Jerome Wright, senior director of capital markets at Colliers International, has attributed the surge in sales to CapitaLand Mall Trust's (CMT) acquisition of CapitaLand Commercial Trust’s (CCT) six offices and two mixed-use developments for $10.8b in a merger.
CMT's acquisition of CCT's properties was one of the largest commercial deal in Q4 2020. Another large transaction was Keppel REIT's acquisition of Keppel Bay Tower for $657m.
“According to our recent Colliers Global Capital Markets 2021 Investor outlook, offices in key regional centres, including Singapore, are a key area of focus for regional investors, with the pandemic seen as likely to accelerate a shift towards higher-quality assets that meet rising demand for health and sustainability,” Wright said.
Residential investment rose by 92.6% QoQ and 94.2% YoY to $1.97b due to the revival of public and private land sales.

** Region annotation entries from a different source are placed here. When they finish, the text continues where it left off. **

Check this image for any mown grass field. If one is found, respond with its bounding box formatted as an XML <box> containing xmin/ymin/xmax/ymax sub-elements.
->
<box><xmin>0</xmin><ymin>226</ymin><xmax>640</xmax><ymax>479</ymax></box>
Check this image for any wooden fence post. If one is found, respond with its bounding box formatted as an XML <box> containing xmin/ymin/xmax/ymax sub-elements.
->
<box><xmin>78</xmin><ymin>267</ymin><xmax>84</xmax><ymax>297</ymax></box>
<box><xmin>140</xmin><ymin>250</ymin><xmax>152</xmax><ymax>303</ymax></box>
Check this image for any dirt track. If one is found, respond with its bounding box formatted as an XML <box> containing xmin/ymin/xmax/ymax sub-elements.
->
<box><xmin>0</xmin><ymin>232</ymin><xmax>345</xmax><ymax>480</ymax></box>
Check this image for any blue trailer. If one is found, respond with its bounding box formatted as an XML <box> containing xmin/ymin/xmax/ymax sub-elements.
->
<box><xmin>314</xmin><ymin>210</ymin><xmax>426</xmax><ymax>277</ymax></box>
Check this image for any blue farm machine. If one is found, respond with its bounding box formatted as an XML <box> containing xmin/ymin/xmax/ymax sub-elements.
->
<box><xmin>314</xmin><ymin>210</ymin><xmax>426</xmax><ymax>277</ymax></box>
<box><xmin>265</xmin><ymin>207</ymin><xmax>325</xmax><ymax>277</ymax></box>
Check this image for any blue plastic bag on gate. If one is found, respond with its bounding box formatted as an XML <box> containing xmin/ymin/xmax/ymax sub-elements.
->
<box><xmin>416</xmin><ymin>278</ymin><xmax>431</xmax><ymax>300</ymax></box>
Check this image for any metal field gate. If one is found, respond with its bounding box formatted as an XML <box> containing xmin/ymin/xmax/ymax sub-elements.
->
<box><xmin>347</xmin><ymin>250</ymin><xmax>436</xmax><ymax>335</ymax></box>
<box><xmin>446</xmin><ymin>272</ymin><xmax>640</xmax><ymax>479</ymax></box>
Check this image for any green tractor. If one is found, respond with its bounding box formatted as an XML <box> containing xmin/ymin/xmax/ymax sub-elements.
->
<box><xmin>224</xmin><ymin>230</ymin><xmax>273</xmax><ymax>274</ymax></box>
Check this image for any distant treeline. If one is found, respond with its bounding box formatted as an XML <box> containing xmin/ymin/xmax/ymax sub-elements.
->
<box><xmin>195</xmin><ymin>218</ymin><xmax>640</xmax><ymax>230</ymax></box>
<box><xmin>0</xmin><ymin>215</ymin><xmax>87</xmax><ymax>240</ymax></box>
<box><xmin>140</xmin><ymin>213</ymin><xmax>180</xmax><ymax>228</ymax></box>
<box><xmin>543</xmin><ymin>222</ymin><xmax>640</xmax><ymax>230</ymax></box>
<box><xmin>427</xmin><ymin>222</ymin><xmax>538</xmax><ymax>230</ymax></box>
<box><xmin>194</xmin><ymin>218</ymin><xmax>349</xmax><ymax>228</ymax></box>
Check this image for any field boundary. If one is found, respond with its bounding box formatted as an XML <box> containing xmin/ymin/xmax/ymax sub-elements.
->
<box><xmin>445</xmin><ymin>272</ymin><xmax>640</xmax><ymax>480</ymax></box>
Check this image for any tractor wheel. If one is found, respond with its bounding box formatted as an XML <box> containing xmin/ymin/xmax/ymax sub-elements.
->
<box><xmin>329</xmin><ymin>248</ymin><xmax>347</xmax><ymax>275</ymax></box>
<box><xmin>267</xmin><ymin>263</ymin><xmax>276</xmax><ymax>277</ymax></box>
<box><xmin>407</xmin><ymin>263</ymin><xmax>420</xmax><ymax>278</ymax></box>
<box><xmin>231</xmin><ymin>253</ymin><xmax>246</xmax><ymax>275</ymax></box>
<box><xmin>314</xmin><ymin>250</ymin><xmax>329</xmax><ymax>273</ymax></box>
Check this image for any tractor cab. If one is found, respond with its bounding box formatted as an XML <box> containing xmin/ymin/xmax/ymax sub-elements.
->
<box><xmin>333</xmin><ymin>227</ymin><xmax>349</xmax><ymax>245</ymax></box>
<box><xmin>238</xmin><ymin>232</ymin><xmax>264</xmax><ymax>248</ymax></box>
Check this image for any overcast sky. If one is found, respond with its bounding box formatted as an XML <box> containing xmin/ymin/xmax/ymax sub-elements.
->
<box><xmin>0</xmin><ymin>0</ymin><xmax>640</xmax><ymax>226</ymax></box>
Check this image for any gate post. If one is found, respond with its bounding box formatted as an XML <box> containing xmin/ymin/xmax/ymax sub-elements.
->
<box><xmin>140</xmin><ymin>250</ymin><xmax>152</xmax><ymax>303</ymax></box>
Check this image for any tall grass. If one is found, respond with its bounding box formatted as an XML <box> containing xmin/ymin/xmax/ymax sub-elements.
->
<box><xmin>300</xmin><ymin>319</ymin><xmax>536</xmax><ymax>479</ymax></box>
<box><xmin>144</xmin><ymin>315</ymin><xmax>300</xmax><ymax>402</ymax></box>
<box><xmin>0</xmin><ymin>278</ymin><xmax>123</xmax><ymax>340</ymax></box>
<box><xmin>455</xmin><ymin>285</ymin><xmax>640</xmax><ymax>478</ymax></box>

Steven Tan, senior director of investment services at Colliers International, said they expect recovery of private land sales via en bloc and collective sales in 2021 with the help of developer sales and the dwindling supply of private lands.
Christine Sun, senior vice president of research and analytics at OrangeTee & Tie, said developers have been paring down their unsold stock and that the imbalance between supply and demand may keep home prices firm and even rising in some popular areas where new supply is limited.